Outro dia, encontrei-o de olhos entristecidos, chorosos. Perguntei o que tinha acontecido e ele, cabisbaixo, respondeu: “Um dia já não estarei com você. E temo pelos outros monstros que estejam ao seu redor!”. Algo como um presságio, como uma despedida, mas a verdade é que no dia seguinte não o encontrei mais. Nunca mais retornou. Até que sonhei com ele me dando adeus e dizendo que tivesse muito cuidado.
Passei a ter mais cuidado sim, e por isso mesmo jamais o esquecerei. Sei que na vida existem muitos outros monstros. E monstros humanos de verdade. Mas ainda assim nem os detesto nem os temo. Aprendi com o meu amigo que nada deve ser acreditado apenas pela aparência ou pelo que dizem.
Meu amigo monstro era tão feio e desengonçado, tão amedrontador e temeroso, mas tão singelo e afetivo. Com ele aprendi que o monstro é aquilo que criamos em nossas mentes e aspirações. E que monstros realmente não existem na forma e no jeito que os demais apregoam, mas simplesmente na ideal de mal que tanto desejam que acreditemos.
Então criamos monstros e temos monstros por todo lugar. E a realidade não é bem assim. Existe outro lado que precisamos conhecer antes que espalhemos suas existências. Como num jardim não existem somente espinhos, bem assim na vida humana e seus labirintos.
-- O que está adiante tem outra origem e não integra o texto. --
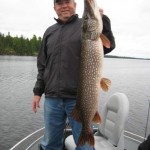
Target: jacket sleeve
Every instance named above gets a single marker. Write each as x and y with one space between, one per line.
41 60
108 33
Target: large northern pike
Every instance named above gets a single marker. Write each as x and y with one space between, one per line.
90 80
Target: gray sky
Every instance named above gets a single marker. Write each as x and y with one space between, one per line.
130 21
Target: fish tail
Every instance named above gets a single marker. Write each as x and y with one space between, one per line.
97 118
105 84
75 114
86 138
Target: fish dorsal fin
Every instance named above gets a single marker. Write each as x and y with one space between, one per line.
105 40
97 118
105 84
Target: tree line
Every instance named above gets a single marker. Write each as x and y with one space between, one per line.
19 45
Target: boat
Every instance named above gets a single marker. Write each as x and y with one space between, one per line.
31 142
127 140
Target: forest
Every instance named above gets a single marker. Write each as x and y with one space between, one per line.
22 46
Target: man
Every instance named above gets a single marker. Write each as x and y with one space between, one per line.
58 69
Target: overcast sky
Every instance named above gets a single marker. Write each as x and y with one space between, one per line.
130 21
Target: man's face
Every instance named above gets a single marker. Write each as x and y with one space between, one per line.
65 9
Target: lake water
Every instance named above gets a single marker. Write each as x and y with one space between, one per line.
18 76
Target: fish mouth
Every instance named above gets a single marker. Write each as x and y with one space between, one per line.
90 7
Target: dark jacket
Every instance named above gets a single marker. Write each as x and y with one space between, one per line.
58 59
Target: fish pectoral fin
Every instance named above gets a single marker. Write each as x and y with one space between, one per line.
75 114
105 41
86 137
97 118
105 84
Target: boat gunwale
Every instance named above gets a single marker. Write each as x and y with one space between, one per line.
127 134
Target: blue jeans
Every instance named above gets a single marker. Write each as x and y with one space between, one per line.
56 111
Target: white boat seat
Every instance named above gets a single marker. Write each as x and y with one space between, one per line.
110 135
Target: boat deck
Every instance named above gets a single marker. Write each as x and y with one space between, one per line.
31 142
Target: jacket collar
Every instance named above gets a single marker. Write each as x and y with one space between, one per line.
71 19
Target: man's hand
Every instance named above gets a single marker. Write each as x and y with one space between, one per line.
35 103
101 11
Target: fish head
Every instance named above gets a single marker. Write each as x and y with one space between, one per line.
92 20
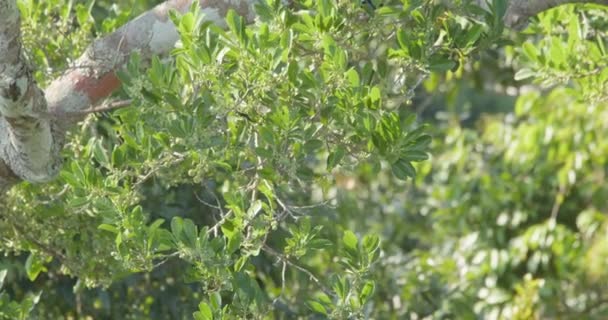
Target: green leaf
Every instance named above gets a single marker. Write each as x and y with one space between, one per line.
350 240
317 307
204 312
353 78
335 157
403 169
33 266
367 291
524 73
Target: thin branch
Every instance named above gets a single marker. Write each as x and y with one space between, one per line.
312 277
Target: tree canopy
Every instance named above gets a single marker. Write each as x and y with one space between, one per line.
313 159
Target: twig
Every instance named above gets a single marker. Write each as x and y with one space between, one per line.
284 259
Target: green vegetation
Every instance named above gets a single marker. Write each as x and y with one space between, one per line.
333 160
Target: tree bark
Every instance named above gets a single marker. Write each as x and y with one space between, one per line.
33 121
519 11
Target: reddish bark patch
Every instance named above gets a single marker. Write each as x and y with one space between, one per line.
97 88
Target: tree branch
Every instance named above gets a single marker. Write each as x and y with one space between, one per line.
34 123
519 11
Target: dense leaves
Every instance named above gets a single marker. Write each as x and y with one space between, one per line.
282 169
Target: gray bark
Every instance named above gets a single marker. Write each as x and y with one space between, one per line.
33 121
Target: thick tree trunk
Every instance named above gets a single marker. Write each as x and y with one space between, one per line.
32 122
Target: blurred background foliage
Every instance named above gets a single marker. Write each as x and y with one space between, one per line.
506 220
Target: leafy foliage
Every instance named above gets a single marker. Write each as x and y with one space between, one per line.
281 169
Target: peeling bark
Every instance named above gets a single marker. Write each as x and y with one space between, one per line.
33 122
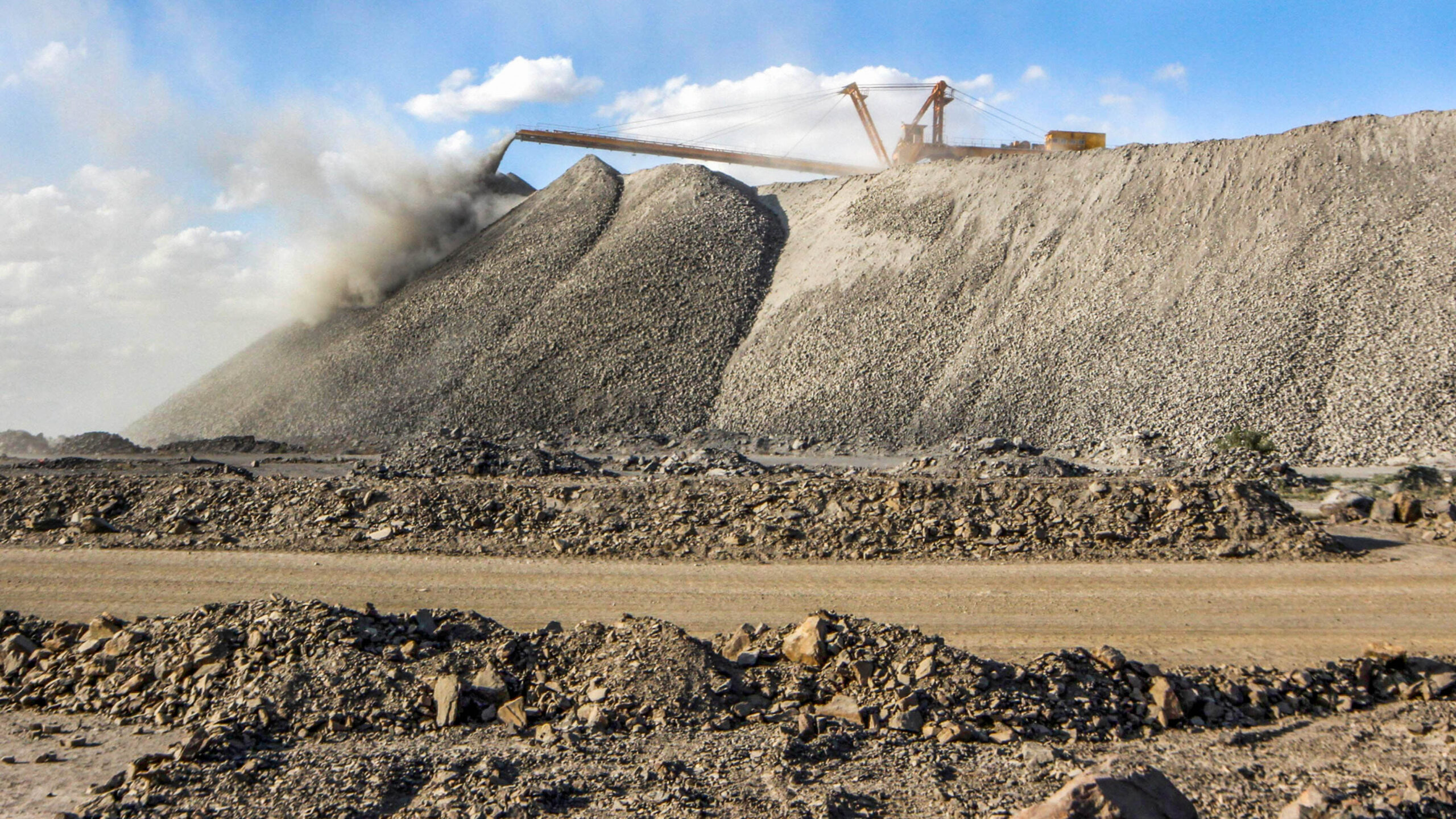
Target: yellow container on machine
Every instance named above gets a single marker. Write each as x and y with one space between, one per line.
1075 140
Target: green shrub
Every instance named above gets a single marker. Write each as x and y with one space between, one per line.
1238 437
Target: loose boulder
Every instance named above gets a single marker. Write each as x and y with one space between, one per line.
1142 795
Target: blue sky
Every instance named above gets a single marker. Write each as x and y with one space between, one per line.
160 185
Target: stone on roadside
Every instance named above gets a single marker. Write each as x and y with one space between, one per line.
1164 704
805 644
843 707
1110 657
911 722
1143 795
739 643
448 700
488 684
104 627
513 713
1407 507
1312 804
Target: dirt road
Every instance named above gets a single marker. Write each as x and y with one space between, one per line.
1186 613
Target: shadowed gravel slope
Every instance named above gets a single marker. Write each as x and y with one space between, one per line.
596 304
1296 283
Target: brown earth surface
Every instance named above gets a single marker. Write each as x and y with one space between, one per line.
1169 613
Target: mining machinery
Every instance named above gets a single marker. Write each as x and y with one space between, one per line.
912 148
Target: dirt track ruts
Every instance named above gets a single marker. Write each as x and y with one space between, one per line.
1189 613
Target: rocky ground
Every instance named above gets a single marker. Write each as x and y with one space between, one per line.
695 507
300 709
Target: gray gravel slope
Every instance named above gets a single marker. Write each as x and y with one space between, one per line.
1298 283
594 304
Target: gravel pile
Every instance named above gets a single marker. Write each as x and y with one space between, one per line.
664 516
22 444
95 444
1246 465
450 714
599 304
992 458
1282 283
458 452
1279 283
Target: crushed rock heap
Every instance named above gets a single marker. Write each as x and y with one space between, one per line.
1279 282
597 304
663 516
251 682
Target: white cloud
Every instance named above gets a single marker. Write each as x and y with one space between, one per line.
51 60
100 263
1173 73
753 114
522 81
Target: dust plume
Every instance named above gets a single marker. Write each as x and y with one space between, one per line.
389 234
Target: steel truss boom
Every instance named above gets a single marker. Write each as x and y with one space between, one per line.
577 139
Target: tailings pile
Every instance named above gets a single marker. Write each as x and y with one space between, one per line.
666 516
597 304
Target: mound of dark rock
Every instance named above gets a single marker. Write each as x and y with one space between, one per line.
458 452
994 458
97 444
715 462
230 444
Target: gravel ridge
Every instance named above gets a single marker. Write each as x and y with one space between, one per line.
597 304
1289 283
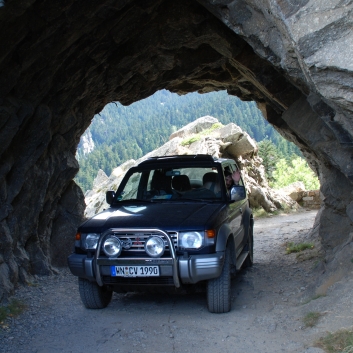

Verdade é que nunca podemos fugir dos monstros. Monstros fantasiosos, ilusórios ou mesmo reis. Criamos monstros dentro de nós, convivemos com monstros a cada passo. Talvez até mesmo sejamos o monstro que tanto tememos. Não aceitamos o monstro, mas domando a nós mesmos, percebendo que tudo pode ser menos apavorante do que imaginamos, então será possível que passemos a nos gostar muito mais.